Nuțu-Gajić represented Romania in seven Chess Olympiads from 1978 to 1994 and won five medals in total. She scored 7.5/10 in the 24th Chess Olympiad in Valletta 1980, and won the gold medal on board 3. She then improved on this by scoring 11/12 in the 25th Chess Olympiad in Lucerne 1982, to win the individual gold medal on board 3, and the team silver medal. She also helped Romania win two team bronze medals in Thessaloniki 1984 and Dubai 1986. She also won against former Women's World Chess Champion Nona Gaprindashvili at the 1992 Olympiad in Manila.
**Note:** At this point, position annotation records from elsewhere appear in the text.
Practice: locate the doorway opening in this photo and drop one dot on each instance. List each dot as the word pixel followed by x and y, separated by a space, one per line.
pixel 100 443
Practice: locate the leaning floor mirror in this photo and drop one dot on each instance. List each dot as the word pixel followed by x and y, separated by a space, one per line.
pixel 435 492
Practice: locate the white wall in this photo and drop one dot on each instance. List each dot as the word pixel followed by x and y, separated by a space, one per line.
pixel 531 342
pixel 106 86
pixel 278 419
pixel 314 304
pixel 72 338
She represented Romania in three Women's Chess Balkaniad events in 1979, 1985, 1992. She won one team gold medal in 1985, two individual silver medals (in 1985 and 1992), two team silver medals (in 1979 and 1992) and an individual bronze medal (in 1979).

She won, or jointly won, a number of international competitions including Plovdiv 1979, Bad Kissingen 1981, Băile Herculane 1982 and 1986, and Acropolis Athens 1983. She also scored podium finishes in Novi Sad 1979, Capablanca Memorial Havana 1986, Tuzla 1991, Nova Gorica 1993, and Bohemia Chrudim 1994.

She competed in a number of Women's World Chess Championship Zonal Tournaments and two Interzonals. She scored 8.5/13 and finished equal third, with Pia Cramling and Nana Ioseliani, in the Interzonal in Havana 1985, but Cramling won the play-off matches and qualified into the Candidates Tournament ahead of her. She scored 7/13 and finished equal 13th in the Interzonal in Subotica 1991. She finished second, behind Ildiko Madl, in the Zonal tournament in Hajdúszoboszló 1991, finished equal third in Timișoara 1993, and competed in Nadole 1995.

Nuțu-Gajić scored 10.5/15 and convincingly won the 42nd Yugoslav Women's Chess Championship in 1989.

Nuțu-Gajić gained the Woman International Master (WIM) title in 1978, the Woman Grandmaster (WGM) title in 1986, and the FIDE Trainer title in 2007.

After moving to Australia, she made a big impact on Women's chess in Australia, winning both the Australian Women's Championship and the South Australian (open) Championship in 1995, and the Queensland Women's Championship in 1996.

Nuțu-Gajić was Australia's first Woman Grandmaster and at 2350 is the highest rated woman, but she has not played in any FIDE rated tournaments since 1998. As of 2014, she resides in Adelaide and is an active junior chess coach.

== Personal life ==
Nuțu-Gajić studied a Bachelor of Science degree in Information Technology and Mathematics at the Polytechnic University of Timișoara, and as of 2014 works in the Information Technology industry.